# Pics of the pony i ride - Lady



## eventnwithwinston (Feb 15, 2009)

She is so cute


----------



## JessLovesLady (Aug 3, 2010)

more....


----------



## Java Bean (Aug 27, 2009)

Aw, she's b e a utiful! She has such a pretty face


----------



## cecillover (Aug 7, 2010)

She has a really pretty face!! i think she is very verty pretty!!


----------



## KodeeLuver (Aug 7, 2010)

She is really pretty. I like her alot.


----------



## paintluver (Apr 5, 2007)

She is so pretty! And I love how she is dark with a white mane.


----------



## cecillover (Aug 7, 2010)

Can i make some pictures of your horse?


----------



## JumperStride (Jul 1, 2010)

She's precious oh my goodness <3 you look like a great fit to her.


----------



## A knack for horses (Jun 17, 2010)

Very beautiful horse!


----------



## payette (Jun 3, 2010)

OMG! I want her  What breed is she?


----------



## JessLovesLady (Aug 3, 2010)

thanks for the comments everyone and yes to whoever asked to make some pics of her, that is fine . she is an arab x cob. she isnt actually mine by law but she is the pony i ride at the stables and and ive been riding her 6 years for more or less every lesson so i have bonded well with her. i have many more pics so i might upload some more at some point


----------



## JessLovesLady (Aug 3, 2010)

more of lady


----------



## JessLovesLady (Aug 3, 2010)

sorry if some are twice...


----------



## JessLovesLady (Aug 3, 2010)

.......


----------



## JessLovesLady (Aug 3, 2010)

and more


----------



## SonyaRumour4ever (Aug 9, 2010)

Aww! she is sooo cute!


----------



## cecillover (Aug 7, 2010)

Here is a photo i made of lady


----------



## Wahoo23829 (Apr 15, 2010)

how tall are you ? pretty pony indeed


----------



## JessLovesLady (Aug 3, 2010)

im not exactly how tall i am but i think about 5ft 2" as my mums 5 3" and im slightly smaller than her. so pretty small hehe.
and love the editted pic of her! she was just scoffing her food and licking her lips haha


----------



## cecillover (Aug 7, 2010)

oh it looked like she had a lazy lip lol but dont woryy i am shortt too lol!! and so yahh


----------



## 888vegas888 (Jun 23, 2010)

cecillover said:


> Can i make some pictures of your horse?
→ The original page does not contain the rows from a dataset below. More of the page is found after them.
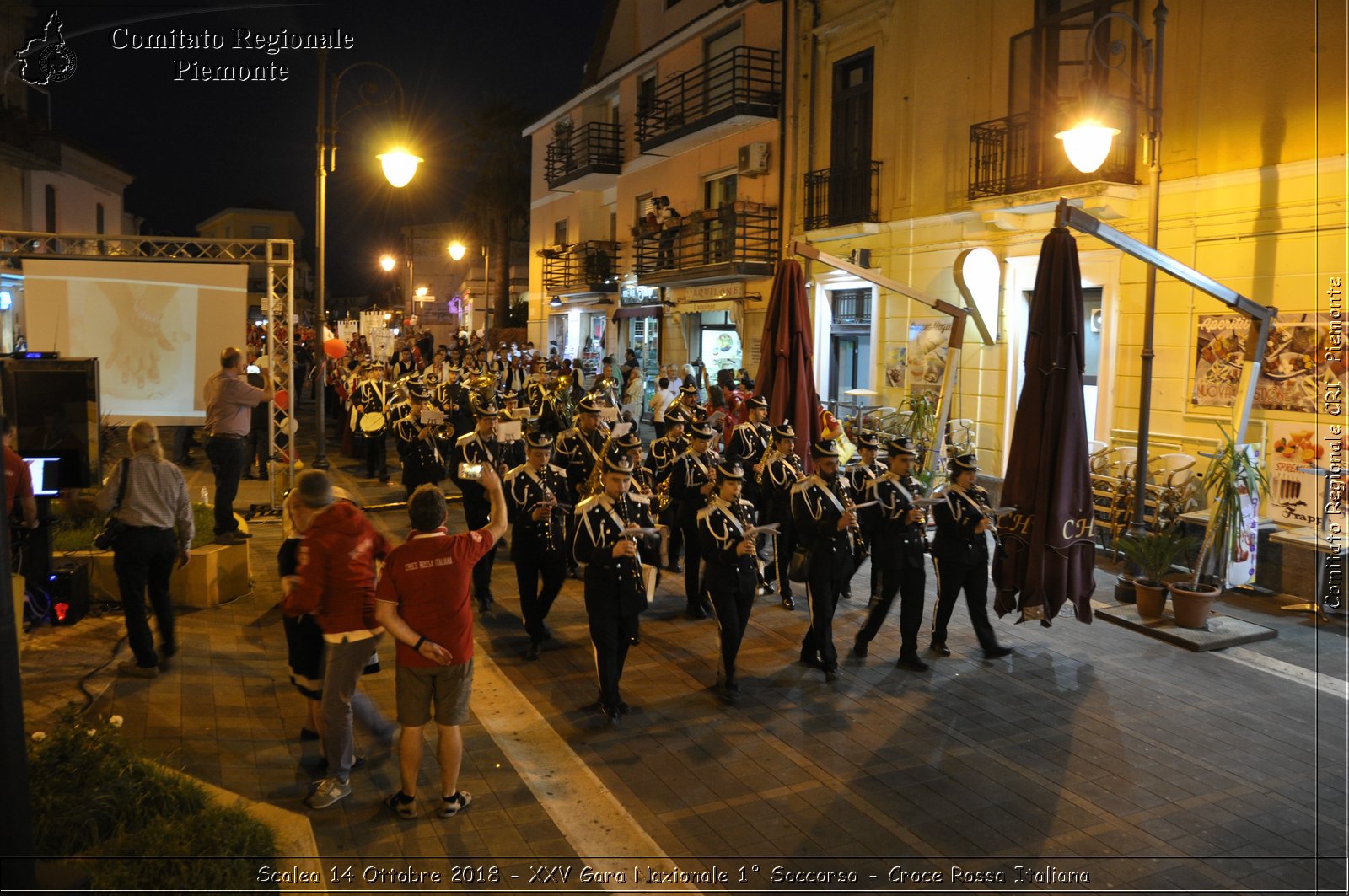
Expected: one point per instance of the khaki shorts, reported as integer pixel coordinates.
(445, 687)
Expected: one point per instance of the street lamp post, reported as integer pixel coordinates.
(1088, 145)
(398, 164)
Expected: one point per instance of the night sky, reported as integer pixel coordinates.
(196, 148)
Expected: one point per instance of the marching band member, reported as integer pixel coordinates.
(578, 453)
(897, 548)
(479, 447)
(371, 404)
(822, 509)
(782, 469)
(748, 446)
(539, 544)
(660, 462)
(691, 485)
(860, 475)
(961, 557)
(732, 568)
(422, 462)
(615, 591)
(513, 451)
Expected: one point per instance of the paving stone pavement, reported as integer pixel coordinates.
(1093, 750)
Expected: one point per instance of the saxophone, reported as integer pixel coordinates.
(594, 483)
(773, 453)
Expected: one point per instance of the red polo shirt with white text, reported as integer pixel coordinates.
(429, 577)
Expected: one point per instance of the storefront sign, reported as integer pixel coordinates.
(708, 292)
(1297, 498)
(640, 296)
(1297, 370)
(927, 350)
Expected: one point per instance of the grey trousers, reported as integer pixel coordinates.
(343, 664)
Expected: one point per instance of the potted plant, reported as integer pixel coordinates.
(1155, 554)
(1234, 476)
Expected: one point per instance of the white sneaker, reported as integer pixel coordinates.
(327, 791)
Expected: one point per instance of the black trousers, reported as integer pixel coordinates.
(143, 561)
(535, 604)
(674, 544)
(227, 462)
(377, 456)
(733, 598)
(610, 636)
(476, 514)
(908, 582)
(827, 575)
(951, 577)
(786, 544)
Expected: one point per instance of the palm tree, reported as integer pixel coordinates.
(498, 200)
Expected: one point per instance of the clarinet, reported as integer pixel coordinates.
(636, 570)
(981, 498)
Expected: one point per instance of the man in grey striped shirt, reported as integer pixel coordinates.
(229, 402)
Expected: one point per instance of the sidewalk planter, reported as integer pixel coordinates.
(1191, 604)
(218, 574)
(1150, 599)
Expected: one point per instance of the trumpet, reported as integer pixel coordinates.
(636, 568)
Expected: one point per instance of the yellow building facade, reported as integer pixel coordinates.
(965, 98)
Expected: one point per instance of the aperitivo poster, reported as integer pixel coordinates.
(1297, 365)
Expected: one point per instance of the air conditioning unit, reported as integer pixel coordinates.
(753, 159)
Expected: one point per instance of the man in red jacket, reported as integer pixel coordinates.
(422, 599)
(336, 582)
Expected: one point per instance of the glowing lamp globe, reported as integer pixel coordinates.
(400, 165)
(1088, 145)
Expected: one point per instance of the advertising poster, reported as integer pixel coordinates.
(1241, 550)
(1295, 496)
(927, 348)
(721, 350)
(1297, 370)
(895, 366)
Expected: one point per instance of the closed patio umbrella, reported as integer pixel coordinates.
(1047, 555)
(786, 375)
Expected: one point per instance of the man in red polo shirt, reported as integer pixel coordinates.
(422, 599)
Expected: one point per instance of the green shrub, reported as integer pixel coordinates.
(76, 534)
(87, 787)
(168, 855)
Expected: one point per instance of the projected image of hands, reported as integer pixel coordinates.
(145, 335)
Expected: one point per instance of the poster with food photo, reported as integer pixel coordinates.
(1297, 491)
(1298, 366)
(928, 343)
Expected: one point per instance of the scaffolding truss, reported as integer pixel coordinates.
(277, 256)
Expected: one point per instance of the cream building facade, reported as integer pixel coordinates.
(683, 100)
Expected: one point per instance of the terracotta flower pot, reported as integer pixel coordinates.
(1150, 598)
(1191, 606)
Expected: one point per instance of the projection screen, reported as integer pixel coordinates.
(157, 328)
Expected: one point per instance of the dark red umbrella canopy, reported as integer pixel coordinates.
(786, 377)
(1047, 555)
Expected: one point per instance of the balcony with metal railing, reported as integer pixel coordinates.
(580, 269)
(587, 158)
(733, 89)
(843, 195)
(1020, 154)
(735, 240)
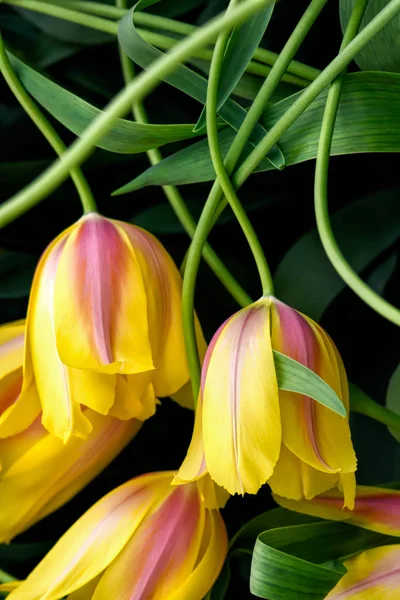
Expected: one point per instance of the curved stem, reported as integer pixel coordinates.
(324, 226)
(32, 110)
(138, 89)
(175, 199)
(269, 86)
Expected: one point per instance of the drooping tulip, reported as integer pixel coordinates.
(377, 509)
(104, 325)
(373, 575)
(38, 472)
(145, 540)
(247, 432)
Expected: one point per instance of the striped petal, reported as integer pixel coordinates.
(377, 509)
(241, 417)
(162, 553)
(40, 473)
(321, 438)
(293, 478)
(100, 305)
(163, 284)
(94, 541)
(373, 574)
(62, 414)
(11, 346)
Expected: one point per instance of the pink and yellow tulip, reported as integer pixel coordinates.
(38, 472)
(247, 432)
(373, 575)
(377, 509)
(146, 540)
(104, 326)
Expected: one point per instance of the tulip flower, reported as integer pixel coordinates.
(104, 326)
(377, 509)
(145, 540)
(38, 473)
(373, 574)
(247, 432)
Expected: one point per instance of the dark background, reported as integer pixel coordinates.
(367, 342)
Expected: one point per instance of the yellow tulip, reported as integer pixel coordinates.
(104, 326)
(146, 540)
(39, 473)
(247, 432)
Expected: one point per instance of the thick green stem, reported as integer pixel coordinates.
(138, 89)
(175, 199)
(32, 110)
(324, 226)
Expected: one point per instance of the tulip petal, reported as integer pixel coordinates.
(41, 474)
(162, 553)
(134, 397)
(241, 417)
(215, 546)
(377, 509)
(293, 478)
(163, 284)
(100, 301)
(321, 437)
(373, 574)
(94, 541)
(11, 346)
(62, 415)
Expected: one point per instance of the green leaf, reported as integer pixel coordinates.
(295, 377)
(382, 53)
(393, 398)
(369, 107)
(16, 273)
(185, 79)
(358, 237)
(240, 50)
(126, 137)
(288, 562)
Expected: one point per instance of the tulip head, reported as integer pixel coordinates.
(104, 325)
(248, 432)
(145, 540)
(38, 472)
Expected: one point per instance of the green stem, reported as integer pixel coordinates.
(175, 199)
(328, 240)
(63, 10)
(315, 88)
(364, 405)
(138, 89)
(32, 110)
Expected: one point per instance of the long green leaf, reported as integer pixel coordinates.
(186, 80)
(382, 53)
(364, 229)
(369, 108)
(126, 137)
(303, 562)
(240, 50)
(295, 377)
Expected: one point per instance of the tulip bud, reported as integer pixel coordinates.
(104, 325)
(145, 540)
(248, 432)
(38, 472)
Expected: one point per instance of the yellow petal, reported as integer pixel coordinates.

You can definitely make pictures of mine!!! I still love him so much, even though he's gone  Anyway, i've seen both yours and your sister's pictures and they're amazing! If you have time, I'd love a few pictures or even a video. Thanks. : )


----------



## cecillover (Aug 7, 2010)

what you could do is email me and give me some more of your pics and if i could get some of you to say like this girl loved this horse and stuff so i would like to have more pictures !! thank you


----------



## Lovehorsesandrunning (Nov 10, 2009)

she's adorable! She looks like a nice jumper!
_Posted via Mobile Device_


----------



## cecillover (Aug 7, 2010)

yess she was
!!!!


----------